Os argumentos apresentados na justificação permitem conduzir a discussão sobre o tema em rumo completamente diverso do tradicional. Podemos afastar a abordagem estritamente jurídica e tratar do assunto sob o enfoque político, assim entendido como a escolha dos caminhos e métodos mais adequados a serem aplicados na administração da atividade.
Temos afirmado que neste ponto reside o debate fundamental sobre o tema da recuperação de créditos públicos não pagos. Isto porque, se manejado o instrumento próprio, notadamente a emenda à Constituição, todo e qualquer obstáculo jurídico levantado pode ser convenientemente removido. Obviamente, a matéria não se insere entre aquelas alcançadas pelas chamadas "cláusulas pétreas" (art. 60, §4o da Constituição) (12), onde seria rejeitado o tratamento por emenda ao Texto Maior.
A argüição de ineficiência das ações de cobrança, por sua vez, não resiste a uma análise profunda, séria e isenta. Esta conclusão, como destacamos, parte de um cotejo distorcido. Não é possível medir a eficiência das ações de recuperação de créditos simplesmente comparando o estoque de créditos existentes com a arrecadação anual. No caso da União, no estoque de dívidas por serem cobradas temos seguramente mais de 50% (cinqüenta por cento) dos valores contabilizados nas categorias de “inconsistentes” e “incobráveis”. A primeira hipótese – dos inconsistentes – decorre, em regra, de erros cavalares no manuseio do instrumento de declaração e confissão de dívida tributária (13). Temos visto inúmeras situações em que dívidas da ordem de milhões de reais são apresentadas e registradas como créditos da ordem de bilhões de reais pelo uso incorreto de moedas e indexadores monetários pelo contribuinte na declaração entregue ao Fisco. Já na segunda hipótese – dos incobráveis – temos dívidas decorrentes de financiamentos com o dinheiro público para empresas e pessoas físicas hoje desprovidas de qualquer patrimônio, rigorosamente “falidas”, na linguagem coloquial ou popular, sem precisão técnica. Portanto, o termo de comparação para os valores efetivamente arrecadados não pode ser o estoque total, tal como escriturado ou registrado.

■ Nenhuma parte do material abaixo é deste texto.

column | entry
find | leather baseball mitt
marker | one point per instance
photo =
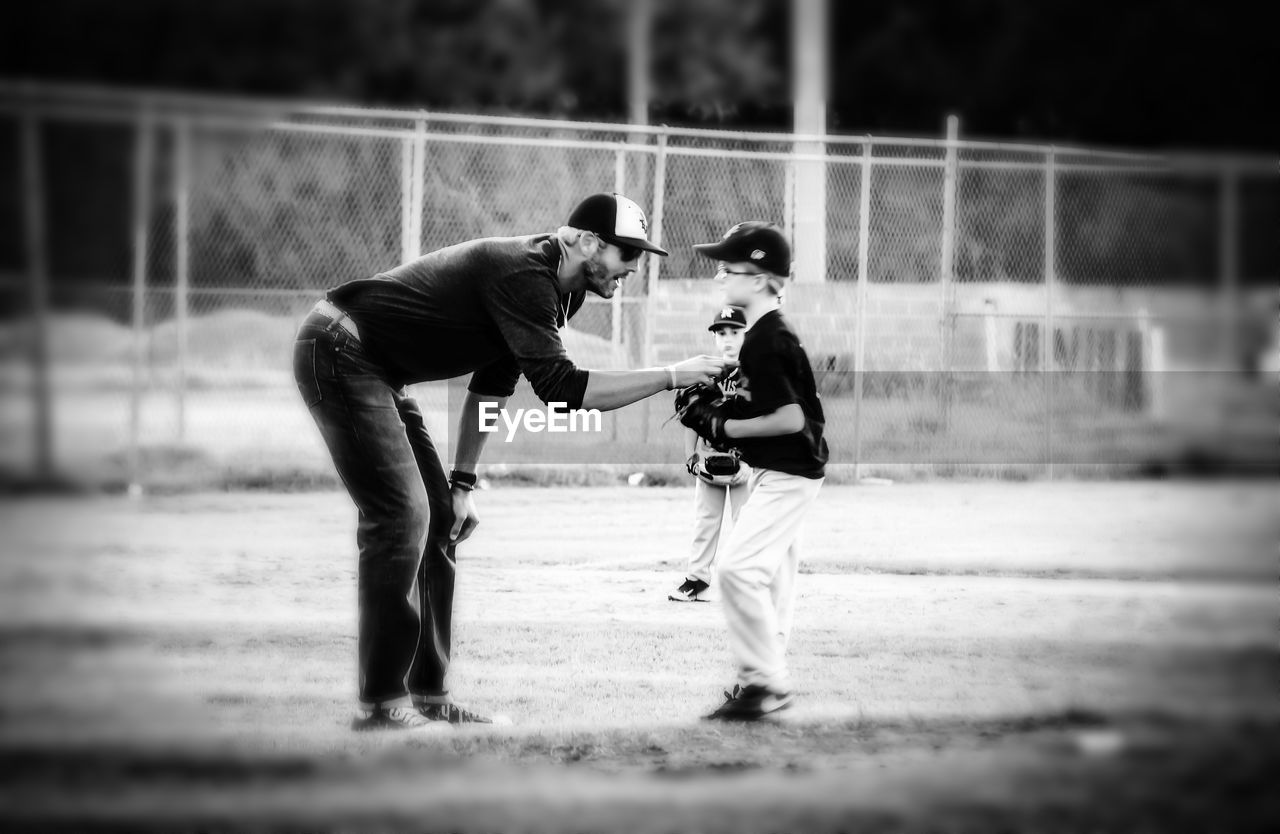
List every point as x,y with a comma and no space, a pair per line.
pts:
700,408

Assim, quando comparada a arrecadação com o “estoque cobrável”, afastados os créditos inconsistentes (vale dizer, inexistentes) e os incobráveis (vale dizer, juridicamente irrecuperáveis), atingimos, particularmente na PGFN, percentuais de recuperação de créditos semelhantes ou compatíveis com a realidade internacional.

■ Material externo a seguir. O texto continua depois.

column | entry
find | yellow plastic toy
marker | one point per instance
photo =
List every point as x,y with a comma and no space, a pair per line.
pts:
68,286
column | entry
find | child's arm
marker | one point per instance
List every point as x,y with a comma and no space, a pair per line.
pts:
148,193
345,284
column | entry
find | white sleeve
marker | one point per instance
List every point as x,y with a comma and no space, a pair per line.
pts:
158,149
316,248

Por outro lado, as condições logísticas, em sentido amplo, de cobrança dos créditos fiscais são lastimáveis, para não dizer desesperadoras. O número de procuradores existentes e alocados para as tarefas relacionadas com a recuperação de créditos é absolutamente insuficiente (14). Assim, chegamos a ter, em média, milhares de processos judiciais por procurador em efetivo exercício. No caso da União, acrescente-se ao aspecto quantitativo o tratamento profundamente desrespeitoso, em termos remuneratórios e organizacionais (15), para com os Procuradores da Fazenda Nacional, categoria crucial na realização da justiça fiscal. Uma das conseqüências deste profundo desprezo institucional é o recrudescimento sem precedentes de um movimento de êxodo nos quadros da Procuradoria-Geral da Fazenda Nacional. O número de servidores de apoio também é nitidamente insuficiente, além de não estarem, na PGFN, organizados em carreira própria e especializada para o desempenho das atividades exigidas pelas atribuições do órgão (14). Também devem ser consideradas outras carências de ordem material, tais como: ausência de instalações adequadas (equipamentos, móveis e imóveis), falta de armazéns para bens removidos, entre outros.

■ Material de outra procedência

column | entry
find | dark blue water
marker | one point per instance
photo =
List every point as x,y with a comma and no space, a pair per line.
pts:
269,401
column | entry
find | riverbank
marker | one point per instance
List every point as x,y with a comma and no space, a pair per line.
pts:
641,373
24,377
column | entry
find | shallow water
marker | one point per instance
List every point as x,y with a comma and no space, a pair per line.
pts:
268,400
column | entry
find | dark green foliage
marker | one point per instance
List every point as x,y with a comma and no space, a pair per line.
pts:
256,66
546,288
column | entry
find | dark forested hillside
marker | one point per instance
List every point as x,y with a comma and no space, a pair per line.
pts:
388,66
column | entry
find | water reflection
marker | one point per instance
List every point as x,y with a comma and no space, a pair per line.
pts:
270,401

Devemos ressaltar ainda os obstáculos próprios do processo de execução. Nele, o exeqüente se depara, em regra, com um devedor recalcitrante, que não cumpriu, nem pretende cumprir, com suas obrigações pecuniárias. São incontáveis os casos de empresas encerradas irregularmente e pessoas físicas/sócios desaparecidos. Por outro lado, o trabalho de localização de bens e direitos dos devedores e co-responsáveis esbarra em toda sorte de limitações (dificuldades operacionais, sigilos de várias ordens, etc).
Impõe-se, no entanto, apontar as razões fundamentais para o quadro de verdadeira indigência experimentado pelas unidades responsáveis pela recuperação de créditos públicos não pagos. Em regra, temos decisões políticas, posturas governamentais deliberadas, no sentido de subtrair ou sonegar os recursos orçamentários e os fluxos financeiros adequados ao escorreito funcionamentos destes setores da Administração Pública.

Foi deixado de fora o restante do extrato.